Documentary and Panel Explore the Challenges of Chronic Fatigue Syndrome

In the first scene of Unrest, Jennifer Brea is lying on her bedroom floor, looking at the camera. She seems tired and in pain. She tries to get up, but falls down. She tries again, holding the camera close. It’s difficult to follow her movements, but we can hear her heavy breathing and moans of pain. After a huge effort, she makes it. She gets to her bed and lies down, exhausted.

Sundance award-winner Unrest is a powerful personal account of what it’s like to be a young woman with myalgic encephalomyelitis (ME), also known as chronic fatigue syndrome (CFS) — a complex and misunderstood disease affecting 15 to 30 million people around the world. Jennifer Brea first felt something was wrong when a mysterious fever left her bedridden. After hearing from doctor after doctor that it was “all in your head,” she decided to do her own research — and to document her path.

The most pronounced symptom of chronic fatigue syndrome is a profound and inexplicable fatigue, which gets worse after mental or physical exertion. Patients also have poor-quality sleep, brain fog, and dizziness upon standing. “The cause of ME/CFS is unknown and there’s no cure for this disease. Treatments to this point have fallen into the ‘experimental’ category and have included antiviral and immune medications, as well as supportive treatments to help with insomnia and orthostatic intolerance,” says Dr. Darren Lynch, who has been treating ME/CFS patients for ten years.

On February 21, Dr. Lynch will be at Hampshire for an expert panel Q&A after the screening of Unrest. The event will start at 5:30 p.m. in the main lecture hall of Franklin Patterson Hall. Joining Dr. Lynch on the panel will be Ronald Davis, professor of biochemistry and genetics at Stanford University and the father of a ME/CFS patient; Rivka Solomon, a patient advocate with the Massachusetts ME/CFS and FM Association; and Ashley Davis Haugen, Hampshire alum 09S, an ME/CFS advocate, and caregiver for a brother with the disease.

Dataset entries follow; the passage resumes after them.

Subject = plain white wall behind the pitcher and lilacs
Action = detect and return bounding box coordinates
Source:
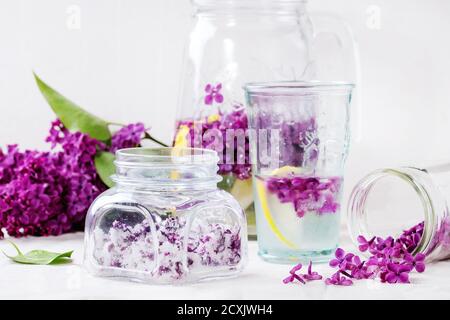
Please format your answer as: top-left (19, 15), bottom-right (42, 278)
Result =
top-left (0, 0), bottom-right (450, 210)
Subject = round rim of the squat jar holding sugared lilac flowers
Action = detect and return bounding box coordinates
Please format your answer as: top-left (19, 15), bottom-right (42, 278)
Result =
top-left (114, 147), bottom-right (219, 167)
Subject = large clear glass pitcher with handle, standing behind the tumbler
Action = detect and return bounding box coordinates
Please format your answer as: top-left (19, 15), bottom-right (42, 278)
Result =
top-left (173, 0), bottom-right (355, 235)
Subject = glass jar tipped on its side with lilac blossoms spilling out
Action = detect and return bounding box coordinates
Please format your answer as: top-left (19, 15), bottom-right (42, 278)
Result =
top-left (347, 164), bottom-right (450, 261)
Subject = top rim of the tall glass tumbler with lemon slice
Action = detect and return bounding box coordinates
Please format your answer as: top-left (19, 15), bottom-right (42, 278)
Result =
top-left (243, 80), bottom-right (355, 95)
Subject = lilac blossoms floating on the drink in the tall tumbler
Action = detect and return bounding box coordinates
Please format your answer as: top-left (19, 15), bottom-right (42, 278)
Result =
top-left (266, 175), bottom-right (342, 218)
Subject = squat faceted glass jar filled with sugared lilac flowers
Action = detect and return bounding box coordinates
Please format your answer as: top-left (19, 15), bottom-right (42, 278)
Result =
top-left (84, 148), bottom-right (247, 283)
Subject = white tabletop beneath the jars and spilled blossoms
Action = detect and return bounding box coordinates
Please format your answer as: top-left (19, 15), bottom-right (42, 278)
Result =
top-left (0, 233), bottom-right (450, 300)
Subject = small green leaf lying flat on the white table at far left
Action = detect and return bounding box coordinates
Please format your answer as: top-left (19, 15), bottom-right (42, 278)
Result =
top-left (3, 241), bottom-right (73, 264)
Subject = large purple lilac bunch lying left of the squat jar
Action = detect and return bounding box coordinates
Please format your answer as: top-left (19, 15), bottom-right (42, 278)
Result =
top-left (0, 120), bottom-right (144, 238)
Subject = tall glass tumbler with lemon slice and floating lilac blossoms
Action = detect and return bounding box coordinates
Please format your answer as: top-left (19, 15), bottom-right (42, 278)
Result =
top-left (245, 82), bottom-right (353, 264)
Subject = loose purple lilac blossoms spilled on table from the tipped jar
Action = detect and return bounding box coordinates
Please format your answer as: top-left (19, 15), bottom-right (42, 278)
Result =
top-left (283, 222), bottom-right (425, 286)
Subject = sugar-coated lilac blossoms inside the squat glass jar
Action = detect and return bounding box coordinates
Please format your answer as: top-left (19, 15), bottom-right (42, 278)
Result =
top-left (94, 216), bottom-right (241, 281)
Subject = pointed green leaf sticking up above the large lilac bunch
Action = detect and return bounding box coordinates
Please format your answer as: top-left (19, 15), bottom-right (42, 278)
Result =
top-left (33, 73), bottom-right (111, 141)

“[The event] is an amazing and unique opportunity,” says Dr. Pamela K. Stone, Director of Hampshire’s Culture, Brain, and Development Program and the event organizer. “It’s important to have this conversation with students, faculty, and support services in the Five Colleges,” she says, “because there are students who one day seem absolutely fine and healthy and the next day you find out that they couldn’t come to class because they’re stuck in bed and they can’t get out. And while it may not be chronic fatigue syndrome, this event offers a glimpse into the complexity of having a chronic health issue that really debilitates people even though they don't look debilitated necessarily when they’re okay.”

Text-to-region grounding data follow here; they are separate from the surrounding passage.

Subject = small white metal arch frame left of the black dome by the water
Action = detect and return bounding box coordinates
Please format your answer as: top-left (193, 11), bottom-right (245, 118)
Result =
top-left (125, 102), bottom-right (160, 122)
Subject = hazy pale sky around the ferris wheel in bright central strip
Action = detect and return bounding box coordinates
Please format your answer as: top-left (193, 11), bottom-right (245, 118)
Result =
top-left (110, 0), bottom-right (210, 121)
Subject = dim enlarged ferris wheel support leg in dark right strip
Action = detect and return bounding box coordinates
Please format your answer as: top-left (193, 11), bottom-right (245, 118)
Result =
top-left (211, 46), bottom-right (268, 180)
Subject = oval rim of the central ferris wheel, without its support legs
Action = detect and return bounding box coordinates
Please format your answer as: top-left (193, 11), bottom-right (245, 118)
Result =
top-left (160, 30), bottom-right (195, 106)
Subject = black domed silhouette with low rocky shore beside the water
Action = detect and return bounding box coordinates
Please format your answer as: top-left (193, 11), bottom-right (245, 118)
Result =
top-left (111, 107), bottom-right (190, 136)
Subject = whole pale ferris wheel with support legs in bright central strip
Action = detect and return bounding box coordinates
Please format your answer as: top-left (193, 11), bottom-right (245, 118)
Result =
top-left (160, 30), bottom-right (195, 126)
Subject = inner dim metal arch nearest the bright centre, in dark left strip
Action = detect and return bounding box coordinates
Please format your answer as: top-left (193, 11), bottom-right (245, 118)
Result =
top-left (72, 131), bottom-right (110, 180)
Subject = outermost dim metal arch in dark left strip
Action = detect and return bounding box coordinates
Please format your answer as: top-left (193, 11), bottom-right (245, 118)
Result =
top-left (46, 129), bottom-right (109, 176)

Dr. Lynch explains that the main challenge to patients and caregivers “is first to find medical providers who are knowledgeable and familiar with treating ME/CFS and then be prepared for the uncertainty of benefit from any proposed treatment that may follow.” He’s hopeful, though, about the future: “After fourteen years of treating ME/CFS and having seen improvement in some patients, I hope that the years ahead provide my practitioner colleagues and me better tools so that we may be of more assistance to a patient population desperate for better treatments.”